TheHague112012Minutes

From IntereditionWiki

Morning of 21/11/2012

For names, refer to the list of participants.

Discussion on text modelling

Two main alternatives to XML:

  • range based model (for annotations)
  • variant graph (for collation)
    • Tara is using (with CollateX) a graph-based model more complex sthan Schmidt's one.

Paolo is interested in a text model that can represent textual layers (graphical, alphabetical, linguistic; see Orlandi, Informatica testuale)

  • Tara: we can stretch Schmidt's graph model to represent the different Orlandi's layers. They're still graphs
  • Gregor: variant graphs are not suitable for this; they're not variants. LMNL (range-based model), instead, seems to be fit for Orlandi's "textual layers".

Gregor's presentation

Gregor describes his implementation of a range-based (LMNL-based) textual model, used so far for the back-end of the Faust Project.

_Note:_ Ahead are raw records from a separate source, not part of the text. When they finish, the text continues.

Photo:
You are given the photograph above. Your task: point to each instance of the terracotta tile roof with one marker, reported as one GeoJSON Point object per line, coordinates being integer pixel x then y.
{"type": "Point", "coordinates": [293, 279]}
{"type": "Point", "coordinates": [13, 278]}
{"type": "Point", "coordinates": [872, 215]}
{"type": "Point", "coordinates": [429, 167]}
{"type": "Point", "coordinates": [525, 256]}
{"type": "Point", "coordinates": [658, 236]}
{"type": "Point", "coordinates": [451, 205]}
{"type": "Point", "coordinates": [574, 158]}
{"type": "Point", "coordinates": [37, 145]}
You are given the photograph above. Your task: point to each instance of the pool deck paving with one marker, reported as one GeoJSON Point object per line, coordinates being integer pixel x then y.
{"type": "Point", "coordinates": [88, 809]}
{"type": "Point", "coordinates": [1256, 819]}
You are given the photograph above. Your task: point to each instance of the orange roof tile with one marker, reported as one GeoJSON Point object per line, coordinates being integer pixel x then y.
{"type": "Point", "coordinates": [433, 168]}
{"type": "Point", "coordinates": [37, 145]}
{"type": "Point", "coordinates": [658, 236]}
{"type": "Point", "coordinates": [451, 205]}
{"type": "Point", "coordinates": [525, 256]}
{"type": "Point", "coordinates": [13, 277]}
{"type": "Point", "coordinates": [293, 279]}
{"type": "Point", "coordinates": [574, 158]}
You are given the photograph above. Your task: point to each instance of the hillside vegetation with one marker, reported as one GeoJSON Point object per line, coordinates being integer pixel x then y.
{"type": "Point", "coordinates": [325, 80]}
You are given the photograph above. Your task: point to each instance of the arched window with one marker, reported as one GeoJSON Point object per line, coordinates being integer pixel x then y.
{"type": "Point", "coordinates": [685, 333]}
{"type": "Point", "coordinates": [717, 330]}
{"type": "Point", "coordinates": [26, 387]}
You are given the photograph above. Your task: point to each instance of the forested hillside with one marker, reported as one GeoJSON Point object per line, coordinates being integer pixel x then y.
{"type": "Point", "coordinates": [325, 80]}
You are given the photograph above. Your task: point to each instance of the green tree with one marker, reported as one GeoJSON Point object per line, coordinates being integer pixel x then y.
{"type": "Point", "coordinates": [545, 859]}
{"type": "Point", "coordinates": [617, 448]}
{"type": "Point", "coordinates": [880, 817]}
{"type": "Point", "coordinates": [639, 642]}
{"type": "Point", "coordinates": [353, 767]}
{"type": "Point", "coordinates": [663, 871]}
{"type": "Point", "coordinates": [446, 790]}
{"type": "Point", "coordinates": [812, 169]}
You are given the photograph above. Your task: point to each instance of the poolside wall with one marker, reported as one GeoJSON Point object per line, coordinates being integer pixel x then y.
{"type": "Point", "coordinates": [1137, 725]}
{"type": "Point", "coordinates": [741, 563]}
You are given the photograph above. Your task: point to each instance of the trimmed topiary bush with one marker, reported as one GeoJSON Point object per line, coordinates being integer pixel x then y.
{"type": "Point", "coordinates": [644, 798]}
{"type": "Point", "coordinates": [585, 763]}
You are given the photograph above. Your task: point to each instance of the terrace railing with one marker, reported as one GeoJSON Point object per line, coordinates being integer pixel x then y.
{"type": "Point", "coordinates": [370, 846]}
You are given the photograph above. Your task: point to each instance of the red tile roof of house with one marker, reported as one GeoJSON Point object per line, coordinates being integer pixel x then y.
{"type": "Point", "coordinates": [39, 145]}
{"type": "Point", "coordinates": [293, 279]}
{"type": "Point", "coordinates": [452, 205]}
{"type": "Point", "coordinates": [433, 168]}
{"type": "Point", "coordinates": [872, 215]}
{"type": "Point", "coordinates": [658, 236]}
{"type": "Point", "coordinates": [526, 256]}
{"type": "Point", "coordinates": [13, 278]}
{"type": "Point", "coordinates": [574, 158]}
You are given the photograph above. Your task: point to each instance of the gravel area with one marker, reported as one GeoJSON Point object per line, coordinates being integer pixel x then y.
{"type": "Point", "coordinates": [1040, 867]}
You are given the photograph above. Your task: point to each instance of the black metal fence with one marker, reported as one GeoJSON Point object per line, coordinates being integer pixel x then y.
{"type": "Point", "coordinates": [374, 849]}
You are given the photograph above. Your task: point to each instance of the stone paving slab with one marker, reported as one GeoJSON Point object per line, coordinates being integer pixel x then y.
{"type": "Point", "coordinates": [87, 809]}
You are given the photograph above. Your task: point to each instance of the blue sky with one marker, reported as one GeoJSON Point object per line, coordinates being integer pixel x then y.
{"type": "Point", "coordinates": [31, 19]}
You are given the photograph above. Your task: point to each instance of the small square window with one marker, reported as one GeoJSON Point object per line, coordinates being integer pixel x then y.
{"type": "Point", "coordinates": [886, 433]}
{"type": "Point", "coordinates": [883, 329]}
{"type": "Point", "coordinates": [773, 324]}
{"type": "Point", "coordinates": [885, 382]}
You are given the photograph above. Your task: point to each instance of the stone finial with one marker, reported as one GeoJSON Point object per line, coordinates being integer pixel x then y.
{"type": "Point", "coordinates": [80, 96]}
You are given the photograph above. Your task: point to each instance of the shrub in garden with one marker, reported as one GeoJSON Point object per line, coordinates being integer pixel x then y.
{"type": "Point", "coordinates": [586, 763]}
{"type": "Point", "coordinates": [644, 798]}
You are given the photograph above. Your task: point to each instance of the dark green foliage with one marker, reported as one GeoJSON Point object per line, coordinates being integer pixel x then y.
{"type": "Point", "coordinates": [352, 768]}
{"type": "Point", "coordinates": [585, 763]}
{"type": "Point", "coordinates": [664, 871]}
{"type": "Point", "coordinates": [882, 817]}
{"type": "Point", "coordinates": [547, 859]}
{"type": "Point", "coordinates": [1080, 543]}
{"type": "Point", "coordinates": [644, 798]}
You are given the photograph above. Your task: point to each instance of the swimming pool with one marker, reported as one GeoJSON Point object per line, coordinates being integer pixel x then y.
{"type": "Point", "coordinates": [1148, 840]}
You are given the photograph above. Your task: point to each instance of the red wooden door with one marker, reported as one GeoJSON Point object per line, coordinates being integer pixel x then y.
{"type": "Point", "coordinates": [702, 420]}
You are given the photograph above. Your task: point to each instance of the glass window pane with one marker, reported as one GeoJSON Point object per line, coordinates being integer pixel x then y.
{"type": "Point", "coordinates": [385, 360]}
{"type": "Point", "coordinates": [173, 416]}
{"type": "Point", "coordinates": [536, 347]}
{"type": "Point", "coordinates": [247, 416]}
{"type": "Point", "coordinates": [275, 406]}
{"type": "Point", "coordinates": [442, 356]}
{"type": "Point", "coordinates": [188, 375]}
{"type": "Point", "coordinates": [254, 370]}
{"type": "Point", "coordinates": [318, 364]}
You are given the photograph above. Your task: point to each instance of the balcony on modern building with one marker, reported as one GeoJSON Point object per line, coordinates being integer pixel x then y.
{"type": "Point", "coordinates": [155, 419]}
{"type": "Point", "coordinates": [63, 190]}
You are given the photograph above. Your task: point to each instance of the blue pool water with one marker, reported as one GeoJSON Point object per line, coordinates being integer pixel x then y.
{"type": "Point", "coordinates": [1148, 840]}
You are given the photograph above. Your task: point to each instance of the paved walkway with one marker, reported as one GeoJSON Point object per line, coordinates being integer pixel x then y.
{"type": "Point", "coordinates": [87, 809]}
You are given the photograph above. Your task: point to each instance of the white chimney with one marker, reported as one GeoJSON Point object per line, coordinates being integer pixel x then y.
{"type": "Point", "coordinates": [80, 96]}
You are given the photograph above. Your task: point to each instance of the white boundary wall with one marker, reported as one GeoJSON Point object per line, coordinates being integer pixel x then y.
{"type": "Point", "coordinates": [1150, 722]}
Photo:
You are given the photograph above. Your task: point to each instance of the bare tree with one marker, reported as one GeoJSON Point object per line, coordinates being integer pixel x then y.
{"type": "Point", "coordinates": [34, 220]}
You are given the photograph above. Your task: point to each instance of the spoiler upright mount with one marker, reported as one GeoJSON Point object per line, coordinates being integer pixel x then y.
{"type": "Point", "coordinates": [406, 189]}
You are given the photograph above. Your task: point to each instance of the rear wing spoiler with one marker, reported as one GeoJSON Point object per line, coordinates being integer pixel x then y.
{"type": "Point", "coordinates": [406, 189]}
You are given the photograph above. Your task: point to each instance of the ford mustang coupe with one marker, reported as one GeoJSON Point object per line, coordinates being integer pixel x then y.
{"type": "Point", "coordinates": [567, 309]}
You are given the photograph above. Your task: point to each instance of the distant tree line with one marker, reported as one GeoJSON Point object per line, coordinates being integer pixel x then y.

  • the implementation is in Java
  • annotations that have a name and are namespaced (this comes from XML)
  • text is a sequence of events
  • layers have names like "TEIW" or "Europeana" and contain texts
  • layers have anchors, so one text can point to another or to ranges of another text
  • one pointer can point to multiple anchors. E. g. layer 'alignment' points to two different anchors (and aligns them)
  • layers can include whatever data (Json, an XML file etc.)
  • a TextRepository is just a collection of those layers. It's something I can query
  • you can create a graph of the layers existing in a text repository
  • TextStream
    • Gregor's model is differnt that XML
      • the SAX API works with XML trees
      • you can walk through the tree there
      • a range-based model, isntead does not have such easy stacks
      • How do you transform XML into range-model? Any element (with opening and closing tags) becomes a range

Each participant's agenda

A round-up on the interests of each of the participants:

  • practicality: what can we build on top of e.g. a range-based model (from the datastore to the presentation layer)
  • query/search functions on top of a text model
  • variant graph vs. range-based models
  • processing (equivalent to XSLT?), querying (equivalent to XPath/XQuery)
  • variant graph: traversal patterns?
  • interfaces, APIs, JS libraries
  • problem of variation and how it is handled on different (conceptual) layers of a text
  • common model? can we find a generalized model incorporating features from the variant graph and a range-based model
  • bridge the gap!
  • integration scenarios; import of existing data, multiple use cases on top of those (what is the smallest thing that could possibly work? -- how do we get there)

Division of labour

See TheHague112012DivisionOfLabour

Afternoon of 21/11/2012

Bootcamp's agenda and goals

Interoperability is best achieved through web services. The same does Gregor's Java system (that he's showcased this morning). Also CollateX does so now.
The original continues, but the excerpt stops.